Das experiências com “feedbacks”

“Quem aqui acha que receber feedback é ruim?”, perguntou a palestrante. Quase todos os participantes levantaram a mão. Naquele momento, minha cabeça teve um flashback. “Poxa, quantas vezes na vida fomos criticados pela famosa devolutiva, a qual aponta falhas e nunca lembra dos sucessos?”, me questionava.

Pois bem, me lembrei de três. Teve uma vez na empresa em que trabalhava, quando logo após a reunião percebi os supervisores se ajuntando ao coordenador e se mantendo sentados. Olhares, seguidos de um:

“Precisamos falar com você!”.

Normalmente essas frases nunca são boas e podem ou não estarem acompanhadas de “vamos tomar um cafezinho?” ou “vem aqui na minha sala” (esta última podendo ser interrogativa ou imperativa). Não foi o caso daquele dia, pois já estávamos na sala e lá já tinha café.

Daí que se tem uma coisa que os tempos de escola me ensinaram foi que coisas injustas acontecem quando se juntam quatro pessoas para dar feedback a uma. E foi ali que ouvi verdades com muito desamor, e bem acuado.

Em outra ocasião, acabei pegando carona com o chefe. Íamos palestrar e combinando os detalhes ao longo do trajeto, eis que ele me disse:

“Vê se dessa vez não faz tudo errado, tá?”.

Como assim? Àquela altura já me sentia integrado à equipe, oferecendo bons resultados e desenvolvendo meu potencial, conforme a “cartilha” da firma. Tamanha fala sem amor e sem verdade foi uma solapada na minha confiança profissional, à partir daquele momento.

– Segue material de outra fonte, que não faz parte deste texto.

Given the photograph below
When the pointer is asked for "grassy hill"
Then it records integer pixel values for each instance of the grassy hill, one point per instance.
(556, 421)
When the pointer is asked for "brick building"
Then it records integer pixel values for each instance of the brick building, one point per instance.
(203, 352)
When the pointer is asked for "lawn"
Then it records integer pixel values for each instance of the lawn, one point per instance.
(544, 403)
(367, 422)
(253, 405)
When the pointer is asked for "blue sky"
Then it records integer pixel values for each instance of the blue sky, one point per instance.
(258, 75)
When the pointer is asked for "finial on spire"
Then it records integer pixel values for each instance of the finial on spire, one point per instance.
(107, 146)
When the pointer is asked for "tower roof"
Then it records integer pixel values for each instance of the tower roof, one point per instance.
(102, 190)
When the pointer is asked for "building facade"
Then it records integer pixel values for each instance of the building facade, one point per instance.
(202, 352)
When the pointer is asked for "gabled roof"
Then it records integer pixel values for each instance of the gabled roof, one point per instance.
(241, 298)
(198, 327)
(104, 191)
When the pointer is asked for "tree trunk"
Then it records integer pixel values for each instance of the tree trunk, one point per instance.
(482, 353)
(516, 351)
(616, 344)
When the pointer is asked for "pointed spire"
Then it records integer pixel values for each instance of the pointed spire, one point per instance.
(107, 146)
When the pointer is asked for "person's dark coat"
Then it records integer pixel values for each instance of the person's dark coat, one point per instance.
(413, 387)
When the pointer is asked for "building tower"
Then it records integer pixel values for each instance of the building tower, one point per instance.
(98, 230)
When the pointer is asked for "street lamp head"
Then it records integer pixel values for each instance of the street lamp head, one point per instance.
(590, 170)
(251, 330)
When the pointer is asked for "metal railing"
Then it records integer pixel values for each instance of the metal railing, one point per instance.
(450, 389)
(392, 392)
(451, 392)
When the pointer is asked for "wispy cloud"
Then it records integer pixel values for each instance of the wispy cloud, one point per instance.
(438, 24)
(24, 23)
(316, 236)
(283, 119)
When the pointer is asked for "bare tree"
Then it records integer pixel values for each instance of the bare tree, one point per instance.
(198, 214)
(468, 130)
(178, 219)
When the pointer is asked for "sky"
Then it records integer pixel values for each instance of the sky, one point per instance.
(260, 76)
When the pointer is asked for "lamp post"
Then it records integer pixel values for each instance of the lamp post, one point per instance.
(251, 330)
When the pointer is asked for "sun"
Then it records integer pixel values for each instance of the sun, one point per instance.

A última história que me lembrei foi, talvez, a primeira sobre o assunto na minha vida. Quando se é criança, normalmente “mentirinhas” amorosas fazem parte do repertório dos adultos para incentivar determinadas ações.

“Nossa, como você desenha bem. Nasceu com o dom!”

Palavras assim fizeram com que eu não buscasse formação para me aprimorar, pois, para que eu buscaria fora, em cursos e exercícios, algo que já tinha naturalmente? Resultado: insatisfeito com meus resultados, desisti das artes ainda na adolescência.

“Mas então, o que esses três casos de “feedbacks” ruins tem em comum?”

Ora, eles não se colocam à disposição do desenvolvimento do indivíduo. Entenda, uma devolutiva verdadeira mas sem empatia, machuca quem a recebe, como foi no primeiro caso. No segundo, quando não estão presentes nem a verdade nem a empatia, abalam a relação e a confiança entre as pessoas envolvidas. Já na última, uma situação em que havia muito amor, mas isenção da verdade, não proporciona crescimento.

E agora, e a boa experiência com o feedback? Até aquele momento da palestra, não me recordava de nenhuma. Uma devolutiva amorosa e verdadeira, que acolhe e expõe a realidade… de fato, nunca tive, e se ocorreu, eu não estava preparado, pois também se é necessária sabedoria para ouvir um feedback.

Ou seja, de que adianta sinceridade com amor, em prol de algo maior, se o receptor do retorno não souber ouvir? Por isso, antes de criticar quaisquer agentes das minhas histórias acima, preciso me perguntar:

“Repliquei sem motivo ou escutei ativamente o que foi dito, mesmo quando não concordava?”

Claro que não me lembro, mas agora sei que um feedback deve ser dito com uma intenção clara, no tempo, no espaço, na atitude e na fala. E o meu julgamento, posso guardar para mim, aproveitando o que me serve e descartando o que não. Está aí uma maneira de nos lembrarmos que somos protagonistas das nossas ações, mesmo quando nos contam dela.

E aí, quem tem um feedback para mim?